I didn't want to bring Thorn in as I think info that's known now shows the guy needed to go. But I stick by my point that in general the first few months down are a bad time to make long term judgements. Everyone is acclimatising, not just the manager.
 

Godiva

Well-Known Member
The Hondurans certainly was a strange one

Weren't they forced upon him?
Could it have something to do with the original purpose of ccfc limited ... third party player ownership?
 

torchomatic

Well-Known Member
Mmm...that rings a bell. I try to blot the Richardson Years from my mind though.

Weren't they forced upon him?
Could it have something to do with the original purpose of ccfc limited ... third party player ownership?
 

SkyBlueSid

Well-Known Member
We were relegated from the Premier League with a team that should have been comfortably mid-table. But in that season Strachan never got the best out of them, whether it was poor team selection, poor tactics, stubbornly refusing to change anything, or trying to show the fans he knew what he was doing. By the end of the season he had lost it completely and we went down with barely a whimper. What a contrast with previous relegation battles!

The time to sack Strachan was after the Everton debacle when we were 0-3 down to a scratch team in half an hour. It was obvious then that he had lost the players and the plot. A new manager then could have ensured survival. Yes, we were in debt, but that is about when the real gravy-train started so history could have been very different with the income it would have generated. Relegation was an absolute disaster for which we are still suffering, but it was very preventable.
 

henry the wasp

Well-Known Member
The honduran economy made fuck all. I'm quite sure Rene Houseman made a few quid though. Whatever happened to Walter Zevallos? He had a squad number.
All very strange the south american thing.
 

Davs

New Member
Strachan is, in my opinion an appalling manager, nit just at Cov, but everywhere he has been. The only thing about him managing Scotland is that he cannot make them worse.

There is not a single team/club that has been in a better state after his tenure than they were before he came.

I remember him being unwilling or unable to make substitutions, keeping Magnus on the pitch after he had knocked himself out and clearly had no idea which City he was in, let alone which ground.

This is just one of a list of crackpot decisions that he made, like playing people out of position, telling the fans that it was their fault we were struggling.

The list goes on.
 

Grendel

Well-Known Member
Weren't they forced upon him?
Could it have something to do with the original purpose of ccfc limited ... third party player ownership?

The Hondurans and Zuniga were signed by Richardson.

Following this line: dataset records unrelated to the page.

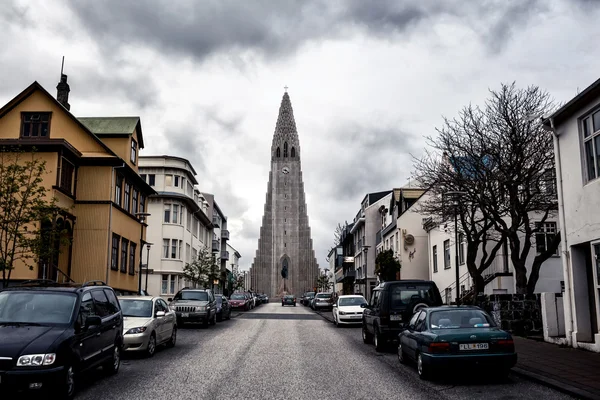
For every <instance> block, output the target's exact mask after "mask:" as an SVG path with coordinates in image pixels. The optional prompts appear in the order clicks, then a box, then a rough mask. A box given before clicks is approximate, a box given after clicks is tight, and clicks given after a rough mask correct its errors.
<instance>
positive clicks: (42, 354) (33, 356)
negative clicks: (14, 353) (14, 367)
mask: <svg viewBox="0 0 600 400" xmlns="http://www.w3.org/2000/svg"><path fill="white" fill-rule="evenodd" d="M54 361H56V354H54V353H48V354H28V355H25V356H21V357H19V359H18V360H17V367H39V366H40V365H52V364H54Z"/></svg>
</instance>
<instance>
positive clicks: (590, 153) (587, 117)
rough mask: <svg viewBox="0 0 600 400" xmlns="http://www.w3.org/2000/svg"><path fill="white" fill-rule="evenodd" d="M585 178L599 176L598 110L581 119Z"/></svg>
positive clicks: (589, 180)
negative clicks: (582, 134)
mask: <svg viewBox="0 0 600 400" xmlns="http://www.w3.org/2000/svg"><path fill="white" fill-rule="evenodd" d="M582 131H583V147H584V151H585V165H586V169H587V171H586V176H587V180H588V181H591V180H593V179H596V178H597V177H599V176H600V111H596V112H595V113H594V114H592V115H591V116H590V117H587V118H585V119H584V120H583V121H582Z"/></svg>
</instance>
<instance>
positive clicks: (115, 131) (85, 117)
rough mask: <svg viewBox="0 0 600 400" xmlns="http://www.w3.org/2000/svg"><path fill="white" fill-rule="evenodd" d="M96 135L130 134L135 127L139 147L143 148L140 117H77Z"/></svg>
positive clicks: (119, 134) (116, 135) (85, 125)
mask: <svg viewBox="0 0 600 400" xmlns="http://www.w3.org/2000/svg"><path fill="white" fill-rule="evenodd" d="M77 119H78V120H79V121H80V122H81V123H82V124H84V125H85V126H86V127H87V128H88V129H89V130H90V131H92V132H93V133H94V134H95V135H97V136H100V137H101V136H114V137H119V136H131V135H132V134H133V132H134V131H135V130H136V129H137V133H138V142H139V145H140V149H143V148H144V138H143V136H142V124H141V121H140V117H81V118H77Z"/></svg>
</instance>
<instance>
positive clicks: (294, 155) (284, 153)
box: [271, 90, 300, 159]
mask: <svg viewBox="0 0 600 400" xmlns="http://www.w3.org/2000/svg"><path fill="white" fill-rule="evenodd" d="M299 151H300V143H299V141H298V131H297V130H296V121H295V120H294V110H293V109H292V102H291V101H290V95H289V94H288V92H287V90H286V92H285V93H284V94H283V98H282V99H281V105H280V106H279V115H278V116H277V123H276V124H275V133H274V134H273V145H272V147H271V154H272V157H273V159H275V158H280V157H284V158H285V157H294V158H295V157H296V156H298V155H299Z"/></svg>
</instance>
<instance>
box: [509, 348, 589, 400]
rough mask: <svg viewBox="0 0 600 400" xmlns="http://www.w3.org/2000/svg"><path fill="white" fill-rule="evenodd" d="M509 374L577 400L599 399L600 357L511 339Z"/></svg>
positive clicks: (578, 351)
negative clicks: (562, 392)
mask: <svg viewBox="0 0 600 400" xmlns="http://www.w3.org/2000/svg"><path fill="white" fill-rule="evenodd" d="M513 338H514V340H515V347H516V350H517V354H518V361H517V365H516V366H515V367H514V368H513V370H512V371H513V372H514V373H516V374H518V375H523V376H524V377H526V378H530V379H533V380H536V381H539V382H540V383H543V384H545V385H547V386H551V387H553V388H555V389H558V390H560V391H563V392H565V393H568V394H570V395H572V396H575V397H576V398H579V399H594V400H596V399H597V400H600V354H598V353H593V352H588V351H586V350H580V349H574V348H569V347H564V348H563V347H559V346H557V345H554V344H551V343H546V342H538V341H535V340H531V339H525V338H522V337H518V336H514V337H513Z"/></svg>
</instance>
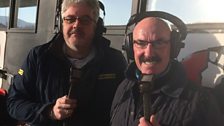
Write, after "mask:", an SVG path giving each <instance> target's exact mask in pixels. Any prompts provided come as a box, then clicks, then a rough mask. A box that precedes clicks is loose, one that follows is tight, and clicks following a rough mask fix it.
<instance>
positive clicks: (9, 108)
mask: <svg viewBox="0 0 224 126" xmlns="http://www.w3.org/2000/svg"><path fill="white" fill-rule="evenodd" d="M63 43H65V42H64V39H63V37H62V35H61V34H59V35H58V36H57V37H55V38H54V39H53V40H52V41H50V42H49V43H46V44H44V45H41V46H37V47H35V48H33V49H32V50H31V51H30V52H29V55H28V57H27V59H26V60H25V62H24V64H23V65H22V67H21V69H20V70H19V71H18V74H17V75H16V76H15V78H14V82H13V84H12V85H11V87H10V89H9V95H8V99H7V109H8V112H9V114H10V115H11V116H12V117H13V118H15V119H17V120H21V121H25V122H27V123H29V124H31V125H33V126H62V123H63V121H64V120H63V121H53V120H51V119H49V118H48V114H46V109H47V108H48V107H49V106H50V105H53V104H54V103H55V102H56V99H57V98H59V97H62V96H64V95H67V94H68V90H69V87H70V85H69V73H70V72H69V69H70V67H71V63H70V62H69V60H68V59H67V58H66V56H65V55H64V53H63V52H62V47H63V46H62V45H63ZM109 44H110V42H109V40H107V39H105V38H103V37H101V38H100V39H98V40H97V41H94V45H95V47H96V57H95V58H94V59H92V60H91V61H90V62H89V63H87V64H86V65H85V66H84V67H83V68H82V69H81V71H82V76H81V79H80V82H79V84H77V86H76V91H77V92H76V97H77V99H78V108H77V110H76V112H75V113H74V115H73V117H72V123H71V125H72V126H73V125H75V126H90V125H98V126H107V125H109V120H110V114H109V113H110V107H111V103H112V100H113V96H114V93H115V91H116V89H117V86H118V84H119V83H120V82H121V81H122V79H123V78H124V70H125V69H126V61H125V58H124V57H123V55H122V53H121V52H120V51H118V50H115V49H113V48H110V47H109Z"/></svg>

Strachan actually said Richardson went to South America rang him and told him I've signed this goalscorer from South America.

There was also i think investigation conducted as we were paying an Eastern European scout who claimed he'd never heard of the club. I'm sure that was a story unearthed by Patrick Collins. You have to question a lot of the signings -Moldovan, Evotshuk, Normann, Johannson etc. most hardly ever played.
 

Godiva

Well-Known Member
The Hondurans and Zuniga were signed by Richardson. Strachan actually said Richardson went to South America rang him and told him I've signed this goalscorer from South America.

There was also i think investigation conducted as we were paying an Eastern European scout who claimed he'd never heard of the club. I'm sure that was a story unearthed by Patrick Collins. You have to question a lot of the signings -Moldovan, Evotshuk, Normann, Johannson etc. most hardly ever played.

I have to admit I liked Moldovan and even thought Zuniga could be great.
Mind you - we could use both on Sunday!
 

The Gentleman

Well-Known Member
The Hondurans and Zuniga were signed by Richardson. Strachan actually said Richardson went to South America rang him and told him I've signed this goalscorer from South America.

There was also i think investigation conducted as we were paying an Eastern European scout who claimed he'd never heard of the club. I'm sure that was a story unearthed by Patrick Collins. You have to question a lot of the signings -Moldovan, Evotshuk, Normann, Johannson etc. most hardly ever played.

Ray Clarke was involved with a few signings around that time, spent time in Europe and South America.